When people use multiple screens throughout the day to accomplish a task, the smartphone is most often the starting point, according to a comprehensive new research study from Google. In fact, the Ipsos/Sterling/Google study of over 1600 users of multiple devices discovered that 90% of consumers are moving across multiple screens in some kind of sequence in order to complete a task, and almost all (98%) are moving between those screens to advance that task on the same day. Sequential multi-screening generally involves Web browsing (81%), social networking (72%), shopping online (67%) and searching for information (63%).
Perhaps the most striking aspect of sequential multi-screening is that across every major category in which people are using multiple devices, from basic search to shopping to planning a trip to managing finances, the smartphone is always the first screen consulted in that journey that most often extends onto the desktop. In moving across devices, search is most often the common navigational tool users employ across devices. In shopping across screens, for instance, 51% use search to find what they need on both devices, but 48% are navigating directly to a destination site and 31% are emailing the link to themselves to rediscover it.
The Google/Ipsos/Sterling study goes into much greater depth about simultaneous multi-screen behaviors as well. See the full research at Google’s Mobile Ads Blog. But I think the points about sequential multi-screening are worth calling out and considering, since so much more work has been done already on simultaneous multi-screening.
As Google is right to point out, the real impact of devices is that people are pursuing and continuing activities across screens. It speaks to the basic device agnosticism that consumers are experiencing more perhaps than the media and marketing companies serving them really are providing. They see these digital information sources and tools as contiguous even if they really aren’t in most cases.
The fact that a search needs to be redone on each device suggests that people may be looking to book rooms, find content or track finances on multiple devices, but the actual hand-offs among key providers are not quite there yet. That almost half of us are still emailing links to ourselves when we search for information on one device in order to rediscover it on another shows that in many ways we are still in antediluvian days.
It is not surprising to me that the companies that have understood the need for cross-platform seamlessness are the ones already ahead in the multi-screen world: eBay, Amazon, Netflix, HBO and to a lesser extent Google itself. Actions that occur in my account on one device across these vendors almost always show up immediately on other devices. My Netflix Queue, my Amazon cart, my eBay orders, my HBO watchlist, my Kindle book reading and my Google Drive contents are effectively seamless experiences.

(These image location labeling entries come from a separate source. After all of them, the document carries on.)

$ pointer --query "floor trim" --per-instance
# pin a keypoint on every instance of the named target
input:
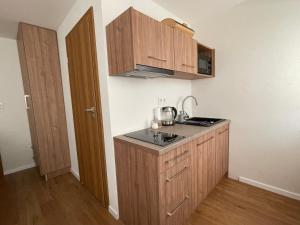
(271, 188)
(75, 174)
(113, 212)
(18, 169)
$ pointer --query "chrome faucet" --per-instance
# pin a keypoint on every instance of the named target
(183, 114)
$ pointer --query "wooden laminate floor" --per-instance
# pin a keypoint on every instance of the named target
(26, 199)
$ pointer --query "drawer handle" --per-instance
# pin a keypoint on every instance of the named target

I can pick up and leave off on any of the multiple screens on which I use them. I am making my way through HBO’s "The Wire" series at last after all of these years and I couldn’t tell you whether I am watching it on the iPad on my Stairmaster, on my iPhone in bed, on my laptop when traveling or on my TV at night. I am doing all of them, and I honestly don’t care which is which.
Seamlessness is an opportunity for poaching. The brands that make me work less in order to perform multi-screen tasks are the ones that will maintain my focus over time. For me, Google is already in the process of hijacking my iPad Web surfing from Apple. Its Chrome browser is not only fast, but it synchronizes my bookmarks and even my browsing histories (segmented by device) across screens. I can open a new tab on my desktop and see what I was browsing last night on my iPad.
The issue at hand for many brands will be surfacing that seamlessness. For multimedia services like Netflix and HBO, the queue or watchlist is the nomenclature that communicates this seamlessness to the user so they count on it. At Amazon, recommendations and the ubiquitous Cart do this job. In Google Chrome the synchronization is not as obvious, and some of these features take some hunting. I believe marketers should make seamlessness a feature, not a function. Find ways to alert people across platforms, highlight the ways in which your mobile site works in tandem with desktop and tablet. This is a bit different from the simple ubiquity of cloud resources like Google Drive or iCloud and DropBox, although all of these are seamless by their very nature.
What Google is highlighting in this research is task-driven multi-screening. People are tracking and developing activities and tasks throughout a single day on devices. It is a relay race of a sort, and the marketers that win our loyalty will be the ones that effect the smooth hand-off.